A Patients with Hemidystonia and Blepharospasm Following Traumatic Injury | Abstract

Journal of Neurology & Neurophysiology

ISSN - 2155-9562


A Patients with Hemidystonia and Blepharospasm Following Traumatic Injury

Yukihisa Suzuki, Motohiro Kiyosawa, Masato Wakakura, Kiichi Ishiwata, Keiichi Oda and Kenji Ishii

Dystonia is a syndrome characterized by sustained muscle contractions causing twisting or abnormal posturing. Secondary dystonia is well known subsequent to lesions of the brain.

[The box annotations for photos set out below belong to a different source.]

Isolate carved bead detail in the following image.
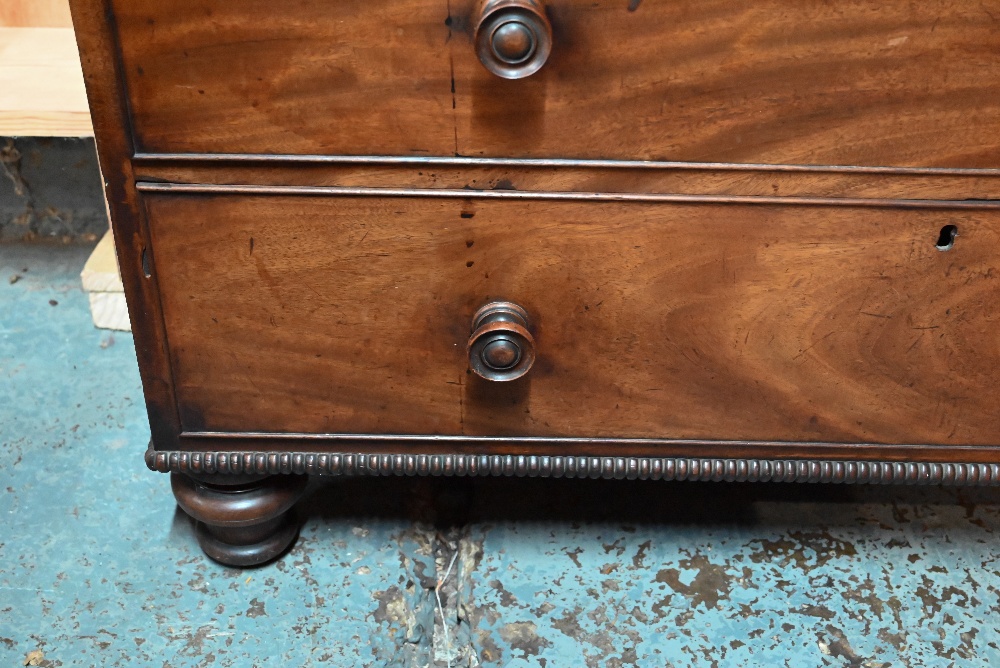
[146,449,1000,486]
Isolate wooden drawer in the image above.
[109,0,1000,168]
[142,184,1000,445]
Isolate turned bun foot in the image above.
[170,473,308,567]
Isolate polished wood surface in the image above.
[109,0,1000,167]
[135,158,1000,200]
[143,193,1000,445]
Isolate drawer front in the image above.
[144,193,1000,445]
[112,0,1000,168]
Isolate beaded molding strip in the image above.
[146,449,1000,486]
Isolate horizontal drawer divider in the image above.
[133,152,1000,176]
[136,181,1000,210]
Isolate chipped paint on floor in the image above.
[0,246,1000,668]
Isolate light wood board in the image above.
[0,27,94,137]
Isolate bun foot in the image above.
[170,473,308,567]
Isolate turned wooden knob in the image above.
[473,0,552,79]
[469,302,535,381]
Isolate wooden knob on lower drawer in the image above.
[469,302,535,381]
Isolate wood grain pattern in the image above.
[0,0,73,28]
[70,0,180,448]
[113,0,1000,167]
[0,27,94,137]
[144,193,1000,445]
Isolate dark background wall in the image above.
[0,137,108,243]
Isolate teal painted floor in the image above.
[0,246,1000,668]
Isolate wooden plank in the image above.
[111,0,1000,167]
[80,231,125,292]
[0,28,94,137]
[80,231,132,332]
[0,0,73,28]
[144,194,1000,445]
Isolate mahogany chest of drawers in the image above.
[72,0,1000,565]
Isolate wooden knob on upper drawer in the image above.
[473,0,552,79]
[469,302,535,381]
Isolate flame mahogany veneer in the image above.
[71,0,1000,565]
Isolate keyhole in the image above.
[934,225,958,251]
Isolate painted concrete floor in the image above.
[0,241,1000,668]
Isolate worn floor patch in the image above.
[0,246,1000,668]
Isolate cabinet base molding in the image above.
[146,448,1000,487]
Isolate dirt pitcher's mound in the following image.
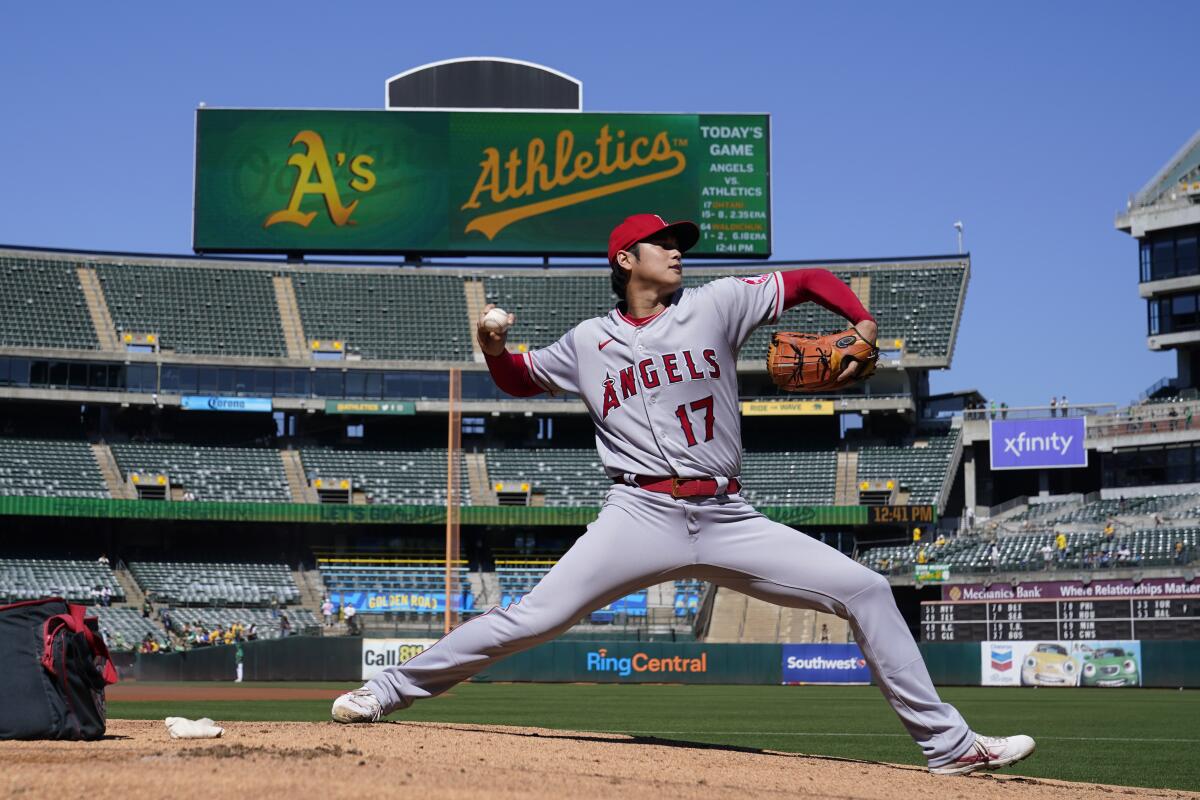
[0,720,1200,800]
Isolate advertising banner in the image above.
[362,638,437,680]
[782,644,871,685]
[329,591,475,614]
[942,578,1200,602]
[990,416,1087,469]
[979,639,1142,688]
[325,401,416,415]
[192,109,770,258]
[179,395,271,411]
[913,564,950,587]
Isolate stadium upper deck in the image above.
[0,248,970,369]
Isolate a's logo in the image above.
[263,131,376,228]
[462,125,688,240]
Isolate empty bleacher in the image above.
[112,443,292,503]
[88,606,169,650]
[0,559,125,602]
[0,439,109,498]
[292,271,472,361]
[742,450,838,505]
[96,261,287,356]
[300,447,470,505]
[130,561,300,606]
[858,431,959,505]
[0,254,100,350]
[172,607,320,639]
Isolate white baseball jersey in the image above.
[526,272,784,477]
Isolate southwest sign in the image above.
[990,416,1087,469]
[192,108,770,258]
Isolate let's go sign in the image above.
[192,108,770,258]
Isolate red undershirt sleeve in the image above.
[781,269,875,325]
[484,353,544,397]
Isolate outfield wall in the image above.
[131,636,1200,688]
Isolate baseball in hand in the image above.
[484,308,509,333]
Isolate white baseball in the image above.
[484,308,509,333]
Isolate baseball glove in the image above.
[767,327,880,393]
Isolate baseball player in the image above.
[332,213,1034,775]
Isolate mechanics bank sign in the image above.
[991,416,1087,469]
[784,644,871,684]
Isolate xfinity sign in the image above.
[991,416,1087,469]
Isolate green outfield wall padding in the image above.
[917,642,983,686]
[0,495,883,528]
[475,642,782,684]
[1141,639,1200,688]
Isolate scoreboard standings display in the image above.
[920,578,1200,642]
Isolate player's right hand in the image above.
[475,302,517,356]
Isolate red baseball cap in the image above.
[608,213,700,264]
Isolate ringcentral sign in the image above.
[192,109,770,258]
[991,417,1087,469]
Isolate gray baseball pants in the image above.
[367,485,974,766]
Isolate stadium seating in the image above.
[858,431,959,505]
[300,449,470,505]
[292,270,473,361]
[96,263,287,356]
[487,449,612,506]
[0,254,100,350]
[172,607,320,639]
[88,606,169,650]
[130,561,300,606]
[0,559,125,602]
[742,450,838,505]
[112,443,292,503]
[0,439,110,498]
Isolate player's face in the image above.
[632,233,683,291]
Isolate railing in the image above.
[962,403,1117,422]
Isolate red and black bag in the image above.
[0,597,116,739]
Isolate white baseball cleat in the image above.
[929,735,1037,775]
[334,686,383,722]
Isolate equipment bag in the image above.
[0,597,116,739]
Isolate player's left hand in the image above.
[838,319,880,381]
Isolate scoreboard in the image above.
[920,596,1200,642]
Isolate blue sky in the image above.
[0,0,1200,405]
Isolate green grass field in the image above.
[109,684,1200,790]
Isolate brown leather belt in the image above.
[612,475,742,498]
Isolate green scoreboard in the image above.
[192,108,770,258]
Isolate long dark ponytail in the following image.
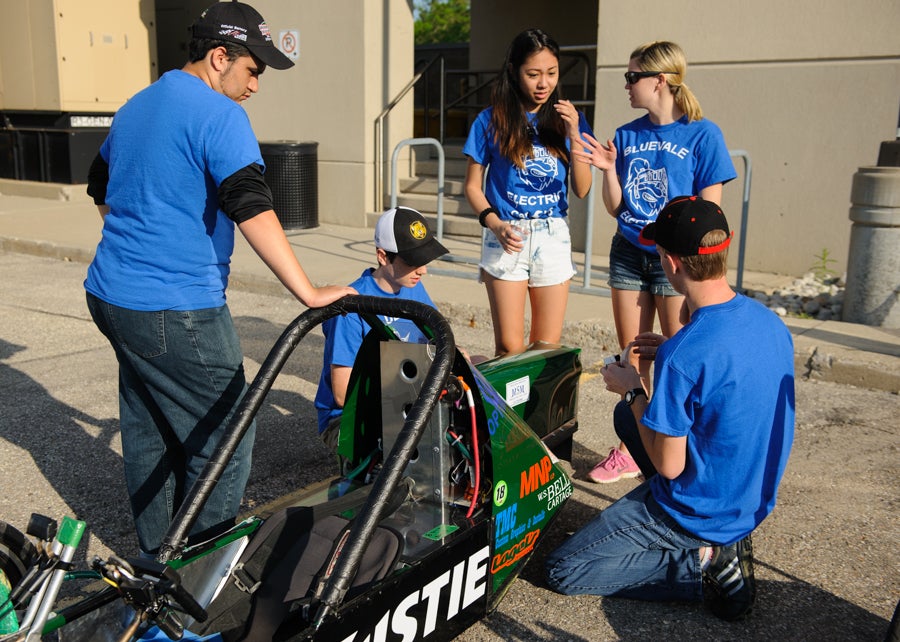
[491,29,569,167]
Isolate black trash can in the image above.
[259,140,319,230]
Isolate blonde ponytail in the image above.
[630,40,703,121]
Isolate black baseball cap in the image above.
[375,207,447,267]
[191,0,294,69]
[638,196,734,256]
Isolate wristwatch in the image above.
[625,388,647,406]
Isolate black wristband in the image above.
[478,207,500,227]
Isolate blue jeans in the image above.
[87,294,256,552]
[547,481,709,601]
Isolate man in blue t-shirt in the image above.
[547,196,794,620]
[315,207,447,450]
[84,2,353,554]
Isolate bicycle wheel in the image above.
[0,521,37,588]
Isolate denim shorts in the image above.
[608,232,678,296]
[478,216,575,287]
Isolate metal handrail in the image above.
[728,149,753,290]
[375,55,444,210]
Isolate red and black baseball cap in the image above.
[375,207,447,267]
[191,0,294,69]
[638,196,734,256]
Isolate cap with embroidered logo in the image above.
[638,196,734,256]
[191,0,294,69]
[375,207,447,267]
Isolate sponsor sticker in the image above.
[506,375,531,408]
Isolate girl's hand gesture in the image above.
[572,134,618,171]
[553,100,579,142]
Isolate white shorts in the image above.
[478,216,575,287]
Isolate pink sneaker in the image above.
[587,448,641,484]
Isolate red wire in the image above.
[457,377,481,519]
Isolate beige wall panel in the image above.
[0,0,156,112]
[469,0,597,69]
[0,0,60,110]
[56,0,156,111]
[246,0,413,226]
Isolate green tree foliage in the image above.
[415,0,469,45]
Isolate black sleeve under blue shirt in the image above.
[87,154,274,223]
[219,163,275,223]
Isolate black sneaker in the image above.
[703,535,756,621]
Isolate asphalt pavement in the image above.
[0,183,900,641]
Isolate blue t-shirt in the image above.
[613,116,737,254]
[642,294,794,544]
[315,268,435,433]
[463,107,593,221]
[85,70,263,311]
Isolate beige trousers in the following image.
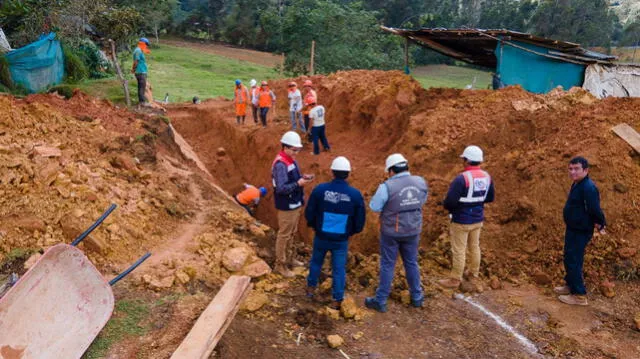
[276,207,302,266]
[450,222,482,280]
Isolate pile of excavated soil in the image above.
[0,93,198,270]
[169,71,640,290]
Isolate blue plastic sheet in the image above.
[5,32,64,93]
[495,41,585,93]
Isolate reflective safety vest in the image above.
[258,87,272,107]
[234,85,247,103]
[460,168,491,203]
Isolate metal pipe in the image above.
[109,252,151,285]
[71,204,118,247]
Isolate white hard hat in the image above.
[460,146,482,162]
[384,153,409,171]
[280,131,302,148]
[331,156,351,172]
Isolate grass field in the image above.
[411,65,491,89]
[77,44,280,103]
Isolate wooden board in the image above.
[171,276,253,359]
[611,123,640,153]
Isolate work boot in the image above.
[289,258,304,267]
[558,294,589,305]
[305,286,316,299]
[438,278,460,289]
[329,300,342,310]
[364,297,387,313]
[411,297,424,308]
[553,285,571,295]
[274,264,296,278]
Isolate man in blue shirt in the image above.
[304,156,365,309]
[131,37,151,104]
[554,157,606,305]
[364,153,429,313]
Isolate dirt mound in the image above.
[0,93,198,270]
[170,71,640,290]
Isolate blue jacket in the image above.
[562,176,606,232]
[304,179,366,241]
[444,169,495,224]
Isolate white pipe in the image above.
[456,293,539,356]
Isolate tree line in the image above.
[0,0,640,74]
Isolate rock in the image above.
[600,280,616,298]
[240,259,271,278]
[327,334,344,348]
[175,270,191,284]
[14,215,47,232]
[222,247,251,272]
[489,276,502,290]
[531,271,551,285]
[460,280,476,293]
[616,247,638,259]
[33,146,62,157]
[613,183,629,193]
[400,289,411,305]
[326,307,340,320]
[24,253,42,269]
[111,153,137,171]
[340,296,358,319]
[82,237,107,254]
[249,224,267,238]
[240,290,269,312]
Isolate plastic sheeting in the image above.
[4,33,64,93]
[495,41,585,93]
[582,64,640,98]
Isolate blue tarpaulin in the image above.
[5,32,64,93]
[495,41,585,93]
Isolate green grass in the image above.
[78,44,280,103]
[411,65,491,89]
[82,300,151,359]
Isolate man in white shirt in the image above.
[309,103,331,155]
[288,82,307,132]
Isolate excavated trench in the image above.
[169,71,640,282]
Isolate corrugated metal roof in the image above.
[382,26,617,68]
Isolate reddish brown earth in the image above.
[0,71,640,358]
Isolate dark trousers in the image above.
[304,114,311,133]
[376,234,423,304]
[136,74,147,103]
[260,107,269,127]
[564,228,593,295]
[307,237,349,302]
[311,125,331,155]
[251,105,258,123]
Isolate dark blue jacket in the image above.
[562,176,606,232]
[304,179,365,241]
[444,174,495,224]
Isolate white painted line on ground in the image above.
[456,293,540,356]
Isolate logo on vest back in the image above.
[399,186,420,206]
[324,191,351,204]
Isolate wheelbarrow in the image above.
[0,205,151,359]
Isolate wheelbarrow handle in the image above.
[71,204,118,247]
[109,252,151,285]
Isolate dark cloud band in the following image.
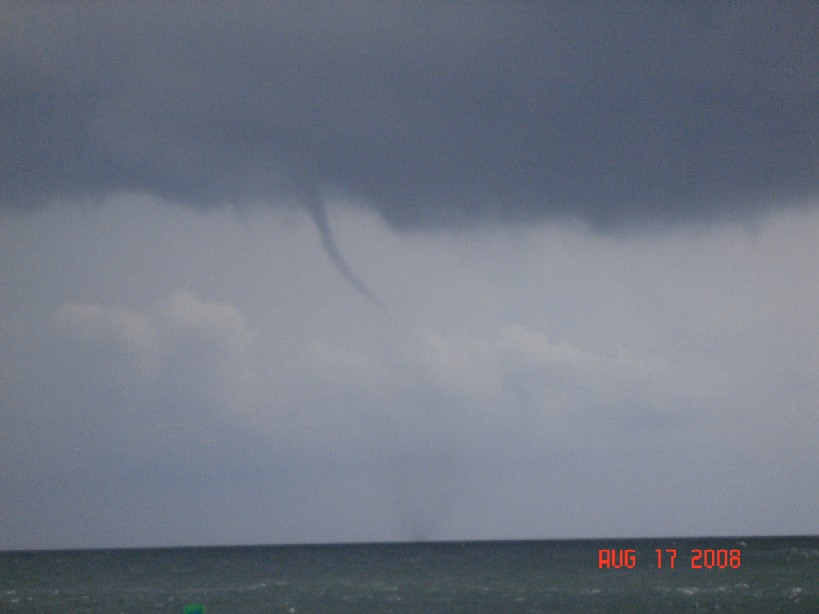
[0,3,819,228]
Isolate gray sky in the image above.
[0,3,819,548]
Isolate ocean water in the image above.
[0,537,819,614]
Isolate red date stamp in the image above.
[597,548,742,569]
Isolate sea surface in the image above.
[0,537,819,614]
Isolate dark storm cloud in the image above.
[0,2,819,228]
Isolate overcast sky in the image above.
[0,2,819,549]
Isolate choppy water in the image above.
[0,537,819,614]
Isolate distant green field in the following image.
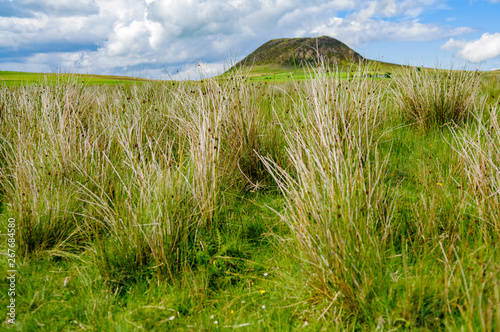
[0,71,149,85]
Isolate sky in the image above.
[0,0,500,79]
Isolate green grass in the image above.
[0,67,500,331]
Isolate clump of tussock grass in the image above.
[452,105,500,231]
[263,65,394,315]
[0,82,100,256]
[392,67,482,128]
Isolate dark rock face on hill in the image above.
[236,36,363,67]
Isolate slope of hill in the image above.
[236,36,363,68]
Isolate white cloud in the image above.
[0,0,480,77]
[441,32,500,63]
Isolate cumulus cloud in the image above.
[0,0,471,77]
[441,32,500,63]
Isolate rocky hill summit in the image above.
[236,36,364,67]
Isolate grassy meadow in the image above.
[0,63,500,331]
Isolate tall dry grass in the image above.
[263,65,394,314]
[392,67,481,128]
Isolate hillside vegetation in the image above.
[0,66,500,331]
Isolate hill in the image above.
[236,36,364,68]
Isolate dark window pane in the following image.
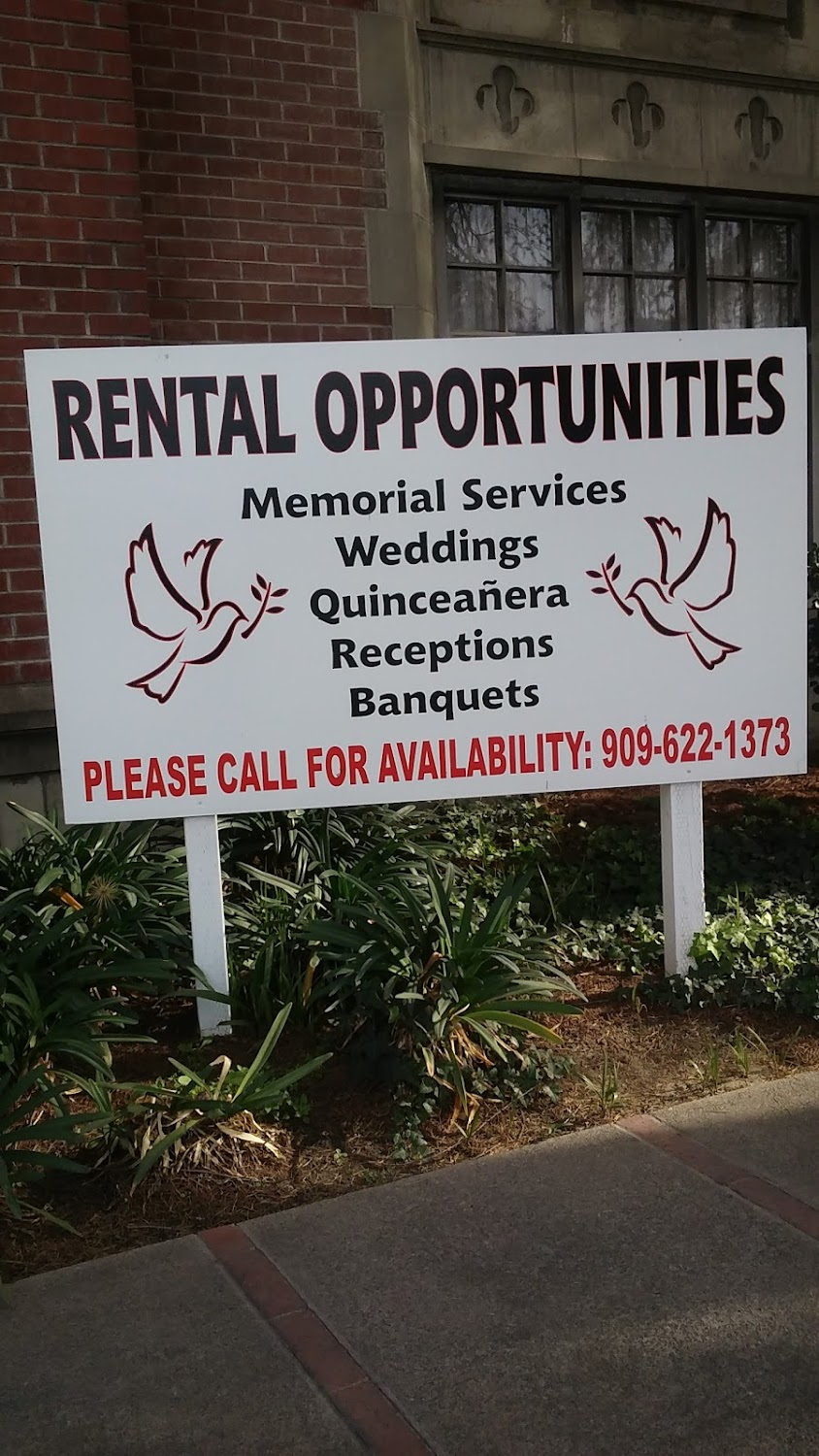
[635,213,678,273]
[708,282,749,329]
[583,277,629,334]
[449,268,501,334]
[507,273,554,334]
[752,282,799,329]
[751,221,792,279]
[580,213,629,273]
[504,207,553,268]
[635,279,685,329]
[446,203,495,264]
[705,217,749,278]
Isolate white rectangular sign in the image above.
[26,329,807,821]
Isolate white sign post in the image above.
[184,814,230,1036]
[26,329,807,1027]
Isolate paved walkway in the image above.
[0,1074,819,1456]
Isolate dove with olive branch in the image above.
[586,500,740,672]
[125,524,288,704]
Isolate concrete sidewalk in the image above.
[0,1074,819,1456]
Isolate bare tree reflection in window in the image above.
[449,268,501,334]
[504,207,554,268]
[507,273,554,334]
[445,201,495,264]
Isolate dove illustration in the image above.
[125,524,286,704]
[586,500,740,672]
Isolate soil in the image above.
[0,771,819,1281]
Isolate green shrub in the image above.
[0,1068,108,1228]
[222,806,441,1027]
[640,897,819,1016]
[303,867,579,1109]
[0,809,190,964]
[117,1007,329,1187]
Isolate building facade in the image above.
[0,0,819,841]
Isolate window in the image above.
[443,198,560,334]
[440,183,806,335]
[580,209,688,334]
[705,217,799,329]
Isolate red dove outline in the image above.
[586,497,742,672]
[125,523,288,704]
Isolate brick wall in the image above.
[131,0,390,343]
[0,0,390,721]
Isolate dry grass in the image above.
[0,771,819,1280]
[0,973,819,1280]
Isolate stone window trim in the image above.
[634,0,792,25]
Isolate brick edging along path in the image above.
[199,1114,819,1456]
[617,1114,819,1240]
[199,1225,434,1456]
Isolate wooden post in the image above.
[184,814,230,1037]
[661,783,705,976]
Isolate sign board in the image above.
[26,329,807,821]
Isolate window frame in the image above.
[432,172,819,339]
[431,169,819,541]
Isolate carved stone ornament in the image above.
[475,66,536,137]
[734,96,784,162]
[611,82,665,151]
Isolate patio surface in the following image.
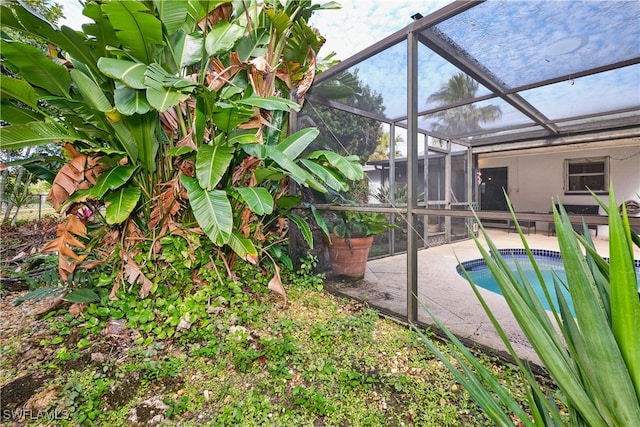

A patient was a 50-year-old man, and he experienced traffic accident. He suffered bilateral hemiparesis by cervical vertebrae damage according to the accident. Although the organic brain damage was not found, left lateral hemidystonia and blepharospasm were observed after injury. We measured cerebral glucose metabolism of the patient using positron emission tomography with 18F-fluorodeoxyglucose, and compared with 20 normal subjects (10 men and 10 women; mean age, 50.9 ± 17.1 years). Cerebral glucose hypermetabolism was observed in both sides of the thalamus, putamen and primary somatosensory area of patient compared with normal subjects. The results of functional imaging studies of dystonia are often interpreted using the present anatomical model of information flow in the basal ganglia-thalamo-cortical motor circuit. Glucose hypermetabolism in the thalamus, putamen, and primary somatosensory area, may be reflecting existence of dystonic diseases.